Wirtschaft : Rentenreform: Von der Witwenrente bleibt mehr übrig: Ab Juli 2000 ändern sich zahlreiche Grenzwerte

Wolfgang Büser

Zum 1. Juli 2000 ändern sich in der gesetzlichen Rentenversicherung zahlreiche Grenzwerte. Das hat unter anderem Auswirkungen auf die Hinterbliebenenrenten sowie die Babyrenten für die Jahre der Kindererziehung, ferner auf die Alters-Teilrenten. Jetzt kann bis zu netto 1282 Mark (neue Länder: 1115 Mark) pro Monat an eigener Rente oder eigenem Lohn/Gehalt bezogen werden, ehe eine Witwen-/Witwerrente (um 40 Prozent des überstiegenen Betrages) gekürzt wird. Je Kind werden 272 (236) Mark hinzugezählt, so dass zum Beispiel eine Witwe mit zwei Kindern rund 1826 (1587) Mark netto pro Monat an sonstigem Einkommen haben darf, ohne dass ihre Witwenrente angetastet würde. "Netto" bedeutet: Vom Bruttolohn oder -gehalt werden pauschal 35 Prozent abgezogen, so dass beispielsweise ein Bruttogehalt von 2500 Mark zunächst um 35 Prozent (875 Mark) reduziert wird. Das ergibt 1625 Mark - abzüglich 1282 Mark Freibetrag bleiben 343 Mark. 40 Prozent davon werden an der Witwen-/Witwerrente gekürzt, also 137 Mark. Von den 2500 Mark bleiben also 2363 Mark "übrig". Die Hinzuverdienstgrenze für Waisenrentner vom 18. Geburtstag an wurde auf 855 (743) Mark netto monatlich heraufgesetzt. Auch hier werden 40 Prozent des übersteigenden Nettoeinkommens abgezogen.

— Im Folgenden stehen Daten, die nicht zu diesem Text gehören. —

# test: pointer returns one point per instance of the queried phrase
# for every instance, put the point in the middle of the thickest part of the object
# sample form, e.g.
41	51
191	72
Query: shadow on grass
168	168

Die "Babyrente" für Mütter oder Väter für die Erziehung ihrer Kinder im ersten Lebensjahr (bei Geburten nach 1991: in den ersten drei Jahren) beträgt in den alten Bundesländern jetzt 48 Mark, in den neuen 42 Mark monatlich (das entspricht 100 statt bisher 90 Prozent der durchschnittlichen Monatsrente aller Rentenversicherten). Der Betrag ist in die Rente eingerechnet. Entsprechendes gilt für ältere Mütter, die statt der Babyrente das Babygeld beziehen.

Auch die Hinzuverdienstgrenzen für Bezieher vorzeitiger Alters-Teilrenten sind heraufgesetzt worden. So kann von Juli 2000 bis Juni 2001 zu einer "Ein-Drittel-Teilrente" (das heißt: die an sich zustehende Altersrente wird nur zu einem Drittel beansprucht) auch bei ganz geringen Renten mindestens 1730 (1479) Mark brutto pro Monat hinzuverdient werden. Bei höheren Renten ist es mehr, was sich jeweils aus dem Rentenbescheid ergibt. Neben einer Teilrente in Höhe von 50 oder 66,66 Prozent darf weniger hinzuverdient werden.